"One, two, three… seven."
My little sister is happily counting the stars—a sound that once brought serenity to every cell in my body. But now I feel a sense of unease. On my bed, I lie quietly next to my sister, staring at the sky above our refugee camp through my cracked window. Sighing, I recall the window wasn't always cracked, but recently it was broken by the shelling, as if to make it resemble our shattered hearts. I think back to another time when my little sister counted, but it wasn’t stars.
August 10, 2014
1 a.m. Another sleepless night. Wearing the black dress of night, the sky spreads its deep darkness from one horizon to another, an ominous darkness we all feel in our hearts as well. Israeli shells strike the ground in thunderous explosions that echo all around us. Israel’s warplanes, those murderous beasts, mar the purity of the moonlight with their menacing shadows. They have struck fear of death into our hearts for 35 days now. My head spins with dizziness and fatigue. The sky of this open-air prison kneels with all its weight upon my chest.
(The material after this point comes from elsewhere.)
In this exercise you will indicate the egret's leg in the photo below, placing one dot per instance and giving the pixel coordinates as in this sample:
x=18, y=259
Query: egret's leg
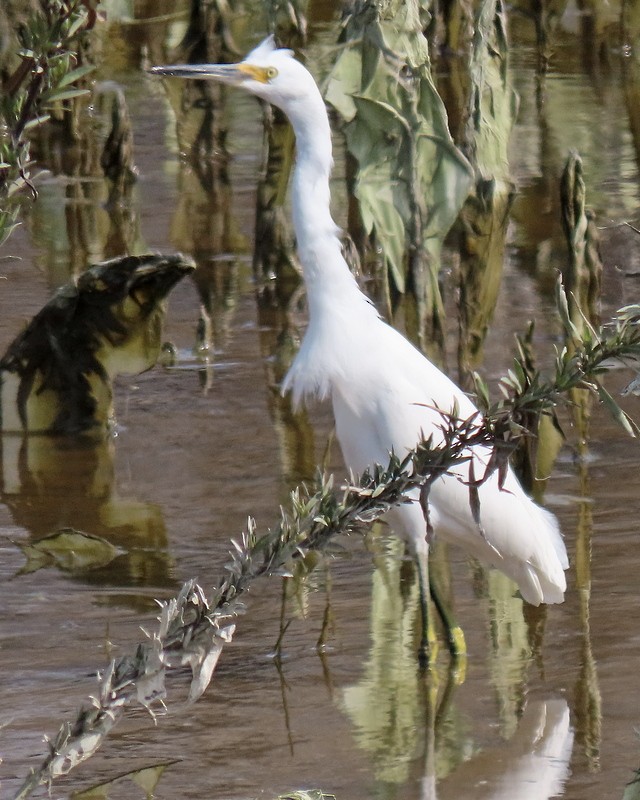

My little sister is embracing me so tightly I can feel every beat of her pounding heart. Gently I stroke her soft hair as I think back to a time when our mother held and comforted me as I now hold my frightened sister. Breathing deeply, I curse that sickness—a sickness as heartless as the Israeli missiles—which took my dear mother. I feel her soul from heaven, surrounding us with prayers for our safety and survival, and I am thankful for the comfort this brings me, yet I wish so much to have her with us still.
Our only shield
Shaking myself from the painful memories, I hear my father in the next room, softly reading the Holy Quran, my brother at his side, listening intently to the reassuring flow of his voice. Suddenly a massive explosion strikes nearby—this one so close it rattles our windows. The entire house trembles. Dust rains from the ceiling. My sister screams. Tears flood her eyes. Pulling her small body close, I stifle my own scream so as not to terrify her further. Together we hide beneath our blankets, our only shield from death's pungent gunpowder smell.
Guardian angel
"Don't be afraid. I am here. Come be with us in the next room."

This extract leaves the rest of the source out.